After a very long hunt and for a related bug, I came to this strange behavior:
If on Linux I run a single JNI method to do a select
:
JNIEXPORT void JNICALL Java_SelectJNI_select(JNIEnv *env, jobject thisObj) {
// Print the curerent PID
fprintf(stderr, "PID: %d\n", getpid());
// Wait for 30 seconds
struct timeval *timeout = (struct timeval *) calloc(1, sizeof(struct timeval));
timeout->tv_sec = 30;
timeout->tv_usec = 0;
select(0, NULL, NULL, NULL, timeout);
return;
}
and then I run the executable with strace, the select
is not executed with the PID I have printed, but with the PID of a child, with the original object actually waiting on a mutex (this doesn't happen if I execute the same call in a plain small C program).
Say strace -f -o strace_output.txt java SelectJNI
prints:
PID: 46811
then grep select\( strace_output.txt
will return:
46812 select(0, NULL, NULL, NULL, {tv_sec=30, tv_usec=0} <unfinished ...>
My guess is that JNI is forking and, in some way replacing the original select with its own wrapped version, probably to remain responsive.

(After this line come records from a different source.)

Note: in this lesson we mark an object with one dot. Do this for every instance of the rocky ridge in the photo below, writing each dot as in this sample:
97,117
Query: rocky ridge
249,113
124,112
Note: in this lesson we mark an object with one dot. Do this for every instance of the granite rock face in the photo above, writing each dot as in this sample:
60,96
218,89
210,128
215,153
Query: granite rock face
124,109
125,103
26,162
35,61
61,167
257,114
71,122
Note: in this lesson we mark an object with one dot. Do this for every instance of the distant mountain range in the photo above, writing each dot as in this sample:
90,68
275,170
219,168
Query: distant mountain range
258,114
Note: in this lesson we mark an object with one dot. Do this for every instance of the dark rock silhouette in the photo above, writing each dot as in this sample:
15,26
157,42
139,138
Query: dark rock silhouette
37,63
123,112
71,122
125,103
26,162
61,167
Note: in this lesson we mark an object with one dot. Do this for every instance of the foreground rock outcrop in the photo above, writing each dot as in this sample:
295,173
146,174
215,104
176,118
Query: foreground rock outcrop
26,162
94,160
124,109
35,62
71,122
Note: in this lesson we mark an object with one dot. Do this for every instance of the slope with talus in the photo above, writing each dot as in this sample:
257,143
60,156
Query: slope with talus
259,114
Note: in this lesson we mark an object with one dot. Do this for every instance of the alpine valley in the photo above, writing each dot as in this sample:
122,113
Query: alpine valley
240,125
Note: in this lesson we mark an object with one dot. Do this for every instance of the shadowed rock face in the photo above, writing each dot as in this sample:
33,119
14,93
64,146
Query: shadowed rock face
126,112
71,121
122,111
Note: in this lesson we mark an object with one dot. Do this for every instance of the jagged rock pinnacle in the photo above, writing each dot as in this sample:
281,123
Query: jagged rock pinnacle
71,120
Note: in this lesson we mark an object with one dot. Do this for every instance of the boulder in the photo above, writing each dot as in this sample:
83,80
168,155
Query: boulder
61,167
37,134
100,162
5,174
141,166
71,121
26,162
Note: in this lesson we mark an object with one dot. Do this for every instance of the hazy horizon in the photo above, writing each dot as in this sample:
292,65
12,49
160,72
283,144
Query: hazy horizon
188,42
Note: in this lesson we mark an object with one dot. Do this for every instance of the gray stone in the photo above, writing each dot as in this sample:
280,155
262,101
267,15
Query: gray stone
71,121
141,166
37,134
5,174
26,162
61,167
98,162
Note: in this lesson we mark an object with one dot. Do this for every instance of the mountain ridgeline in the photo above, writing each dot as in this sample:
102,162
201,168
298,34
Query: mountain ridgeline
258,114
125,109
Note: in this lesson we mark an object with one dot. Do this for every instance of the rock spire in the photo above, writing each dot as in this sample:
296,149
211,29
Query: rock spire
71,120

I have a lot of questions, but the ones I care more about are:
select
is actually running?The JVM may indeed fork, but it does so to create new JVM threads, rather than whole processes. While 46811 is the PID, the thread that's actually running your code in question has TID 46812 (which is what strace prints), while still running under PID 46811. Replacing getpid
with gettid
in the sample should lead to a consistent output.